Ficamos em silencio por um tempo tão longo que comecei a viajar na maionese. Por fim, disse algo que me incomodava desde o dia do acidente:
– Por que você não nadou? – perguntei de repente.
– Como é? – Ander fez cara de "ué?" para mim.
– No dia que você caiu na piscina, quando eu salvei você. – expliquei pacientemente.
– Bem, eu bati a cabeça. – ele colocou um dedo na sutura.
– E por que você caiu para começo de conversa? – ops! Falei sem pensar, aquilo não era da minha conta.
– Bem, eu... – ele começou sem saber ao certo o que me dizer; suas bochechas começaram a ficar coradas. – eu parei para olhar quem estava nadando; quando cheguei mais perto para ver quem era, escorreguei. Acho que bati forte a cabeça porque não me lembro de ter caído na água.
Ah isso explica muita coisa! Seria cômico um aluno de natação, que nada super bem, morrer afogado.

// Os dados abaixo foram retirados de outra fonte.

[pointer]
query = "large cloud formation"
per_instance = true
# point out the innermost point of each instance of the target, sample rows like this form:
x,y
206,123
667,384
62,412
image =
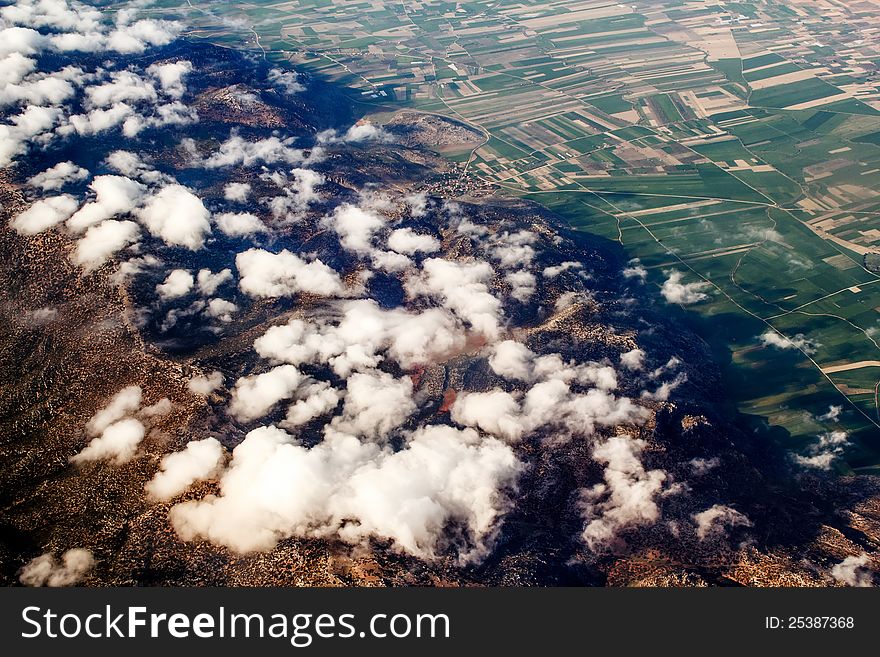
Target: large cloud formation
x,y
351,431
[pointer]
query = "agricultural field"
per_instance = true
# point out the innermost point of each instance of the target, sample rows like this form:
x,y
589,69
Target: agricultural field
x,y
735,143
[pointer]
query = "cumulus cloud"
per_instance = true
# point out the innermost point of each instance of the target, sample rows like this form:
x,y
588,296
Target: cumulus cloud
x,y
117,443
254,396
854,571
674,291
236,192
554,271
356,134
284,274
171,76
462,287
44,214
125,402
357,335
177,284
236,150
717,519
633,360
512,360
825,451
285,81
297,192
355,227
56,177
275,487
635,270
375,404
627,498
495,412
177,216
407,241
209,282
702,466
205,385
316,399
833,414
240,224
200,460
30,123
114,195
46,571
221,309
771,338
103,241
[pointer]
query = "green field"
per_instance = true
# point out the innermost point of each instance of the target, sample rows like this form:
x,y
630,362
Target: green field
x,y
749,160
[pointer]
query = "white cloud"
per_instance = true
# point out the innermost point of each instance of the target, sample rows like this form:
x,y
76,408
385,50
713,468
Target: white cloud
x,y
462,288
46,571
512,360
356,134
114,195
715,520
200,460
357,335
286,81
407,241
205,385
266,274
825,451
44,214
854,571
633,360
240,224
771,338
316,399
236,192
553,272
351,490
254,396
123,87
58,176
627,498
221,309
297,193
177,216
177,284
209,282
117,443
103,241
495,412
237,150
171,76
635,270
375,404
355,227
701,466
522,285
674,291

Comecei a boiar de costas na piscina. Ander me olhava atentamente e isso estava me deixando sem jeito.
– Eu gostaria de te agradecer...
– Você já fez isso. – interrompi Ander.
– Gostaria de te agradecer direito. – ele fez uma pausa e desta vez esperei que terminasse. – Vou te levar para comer alguma coisa e não aceito não como resposta.
Diante disto, o que eu poderia dizer? "Não obrigada, mas eu tenho comida em casa."

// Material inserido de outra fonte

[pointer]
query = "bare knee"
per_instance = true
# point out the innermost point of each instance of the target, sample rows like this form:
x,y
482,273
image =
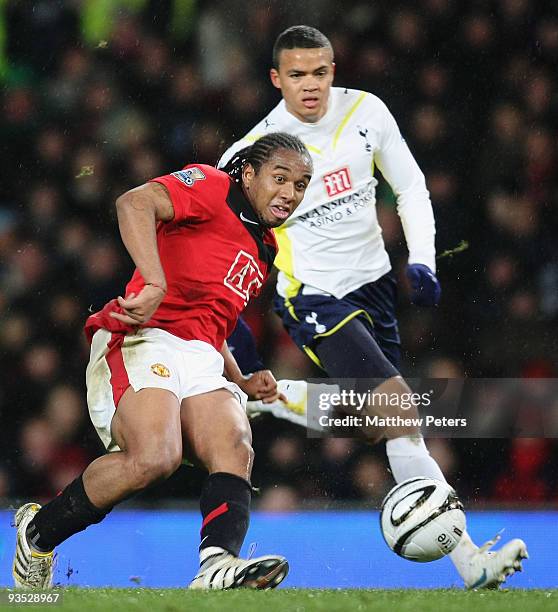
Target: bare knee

– Tudo bem. – foi o que eu disse.
– Pode ser hoje, depois da aula o que acha? Eu saio às 18 horas do colégio. – ele sorria abertamente agora.

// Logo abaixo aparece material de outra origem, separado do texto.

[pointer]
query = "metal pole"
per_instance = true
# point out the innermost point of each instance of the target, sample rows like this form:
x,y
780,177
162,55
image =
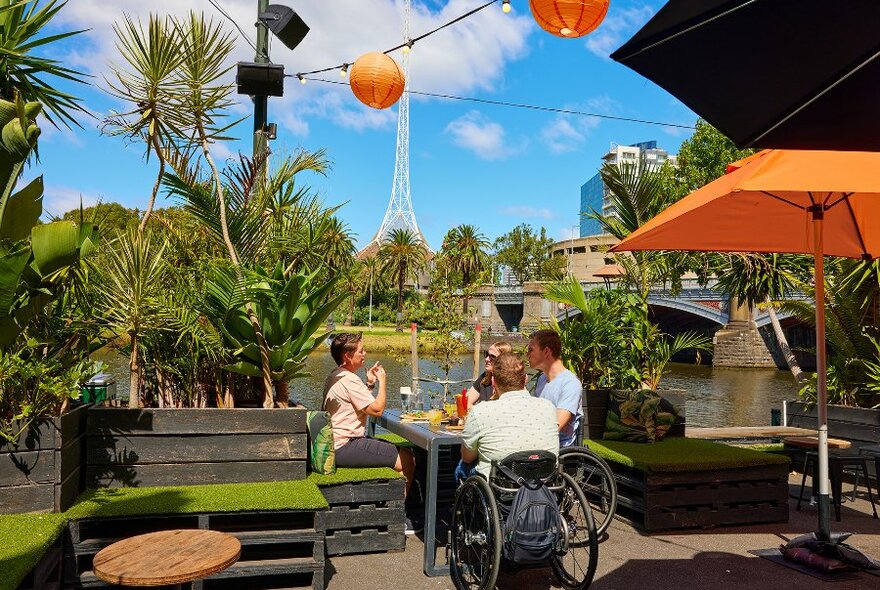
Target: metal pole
x,y
261,103
824,532
370,320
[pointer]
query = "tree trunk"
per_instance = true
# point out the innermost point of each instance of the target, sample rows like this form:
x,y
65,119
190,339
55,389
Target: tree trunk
x,y
233,255
400,278
134,396
158,150
282,396
790,359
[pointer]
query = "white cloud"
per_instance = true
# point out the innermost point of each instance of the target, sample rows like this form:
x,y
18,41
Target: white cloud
x,y
465,57
58,200
617,27
481,135
526,211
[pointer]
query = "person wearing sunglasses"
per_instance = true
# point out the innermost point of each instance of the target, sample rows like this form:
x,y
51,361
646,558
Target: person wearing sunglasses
x,y
481,390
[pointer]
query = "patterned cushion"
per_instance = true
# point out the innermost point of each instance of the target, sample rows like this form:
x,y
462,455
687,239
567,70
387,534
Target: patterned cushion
x,y
638,416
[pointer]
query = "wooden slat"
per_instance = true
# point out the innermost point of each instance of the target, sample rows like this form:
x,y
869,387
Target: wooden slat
x,y
107,450
26,468
115,476
34,498
102,421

– Também saio este horário, nos encontramos na praça.
Acho que seria bom eu ter um amigo para variar.
***
O colégio ficava bem perto da praça, então não demorei nada para chegar. Ander já estava lá me esperando.
Aquela foi uma noite muito agradável. Ander me levou a uma hamburgueria. A comida era formidável e a música de muito bom gosto.
Nós conversamos sobre todo o tipo de assunto. E quando dei por mim, Ander segurava minha mão. Era uma sensação estranha, havia uma eletricidade que ia da mão dele para a minha e que tomava todo meu corpo deliciosamente.
Fiquei tão assustada com o que senti que puxei minha mão com um pouco de violência demais.
– Eu preciso ir, está tarde. – comecei a me levantar. – E amanhã temos aula.
– Nos vemos amanhã então! – disse ele sorrindo.
***
Cheguei em casa super tarde, meu pai deveria estar furioso, pois esqueci completamente de avisá-lo.
Estava subindo a escada o mais silenciosamente possível quando de repente a luz foi acesa me cegando momentaneamente.
– Serina! Onde diabos você estava? – gritou Bob.
– Eu fui a uma hamburgueria com um amigo e esqueci-me de te avisar, Bob!
– Você é uma irresponsável, quase me matou de preocupação...
Parei de ouvir. Só sei que foi um sermão daqueles, com raios e trovões para enfatizar a ira de meu pai.
Eu só pensava em como aquilo era injusto. Ele sempre reclamou que eu não tinha amigos e quando eu saio para me divertir com alguém ele pira? Acho que a água clorada da piscina afetou o raciocínio lógico de Bob.
– Vá para seu quarto e pense bem no que fez mocinha! – aquela frase me despertou de meus devaneios. – Você está de castigo.
Ah, mais isso não ia ficar assim.
No dia seguinte eu não saí do meu quarto. E quando meu pai disse que eu estava atrasada para a aula de natação eu retruquei:
– Eu estou de castigo.
Ele ficou furibundo, mas não conseguiu me arrancar do quarto. O que era bom, eu não teria que ver Ander. Ainda estava perturbada com seu toque. Mas eu não poderia me esconder para sempre.